Abstract
Purpose
To present a new concept of self-optical coherence tomography (OCT) and self-OCT angiography.
Methods
The operator sits in the patient seat and manipulates the instrument body via the joystick with the dominant hand, while the dominant index is ready to press the capture button and while focusing on the fixation target. One senior ophthalmologist judged various OCT machines for ease of self-scan during a major ophthalmic convention. Separately, self-scans were also captured using a single OCT machine by one senior ophthalmologist and 5 junior optometrists and the scans were analyzed for both centration and image quality value (IQV), and compared to regular scans done by an operator.
Results
Ten available OCT machines were tested for their ability to allow self-OCT. Machines that had one or more features of auto-alignment, auto-focus, and auto-shoot were ideal for self-OCT or self-OCT angiography. Self-scans done by the ophthalmologist (total 27 scans of right eye, mean IQV = 32.6, and 24 left eyes, mean IQV = 37.3, done over 9 months) and 5 optometrists (total 24 scans, mean 34.8 done in one session) were comparable to scans (total 11, mean IQV = 38.1) done by an operator for image quality. Decentration was very common in self-scans of the macula (37% right eye and 46% left eye) versus 0% for scans of the right eye done by an operator.
Conclusions
Self-OCT scans of the macular region can be done with good image quality but are often decentered. Advantages include privacy, potential use by ophthalmic health professionals, airspace station officers, and possible future home self-imaging of macula.

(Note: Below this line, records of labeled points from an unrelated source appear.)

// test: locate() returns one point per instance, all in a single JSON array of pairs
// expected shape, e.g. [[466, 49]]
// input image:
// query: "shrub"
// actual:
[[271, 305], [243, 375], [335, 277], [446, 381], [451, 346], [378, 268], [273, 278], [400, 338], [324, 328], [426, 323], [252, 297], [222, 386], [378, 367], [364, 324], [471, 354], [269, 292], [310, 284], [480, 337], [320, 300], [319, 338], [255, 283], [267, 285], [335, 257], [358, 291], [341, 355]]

Keywords: Auto-ophthalmoscopy, Macula, Optical coherence tomography, Optical coherence tomography angiography, Self-examination
Introduction
Since Helmholtz's invention more than 150 years ago, ophthalmoscopy devices have evolved as direct and indirect ophthalmoscope. Most recently, optical coherence tomography (OCT) has enhanced detailed retinal imaging in a quick noninvasive nonmydriatic manner. Frequent retinal exams and early detection of disease are two of the best ways to monitor macular diseases. If an exam is made easy enough to do frequently by oneself in the convenience and privacy of one's own time, then ophthalmologists and other ophthalmic care deliverers can benefit from this self-retina test. Ophthalmologists worldwide have exceeded 200,000 [1] in number (and likewise for optometrists) and many suffer from retinal pathology [1]. Physicians globally, including ophthalmologists, have a lower mortality risk from cancer and heart disease relative to the general population, presumably related to early diagnosis and self-care [2]. In the UK, a majority of physicians (63%) revert to self-diagnosis and treatment [3]. In Canada, the mean age of all physicians has been steadily increasing over time with ophthalmologists being, on average, 2.3 years older than other physicians [4]. Also in 2011, the mean age of all Canadian ophthalmologists was 53.1 years [4]. With the eye care health delivery personnel getting older and bigger [4], self-test of the macula would be an attractive proposition worldwide. Hence we described self-OCT (with or without angiography) as a convenient retinal test for ophthalmologists, optometrists, or retina photographers who need macular monitoring, after approval by Institutional Review Board.
Technique
Ten available OCT machines were tested by one operator under room light for their ability to allow self-OCT with the assistance of senior product manager, director of clinical application, or optical engineer involved in technology development of these companies during a major international ophthalmology tradeshow. The operator (A.M.M.) was not familiar with any OCT machine prior to that test. Self-OCT appears as a viable option in all machines and is easy to perform with variable degrees of success depending on the familiarity with the machine, but mostly the automatic features of the machine and the need to press several functions on a screen or the use of joystick button.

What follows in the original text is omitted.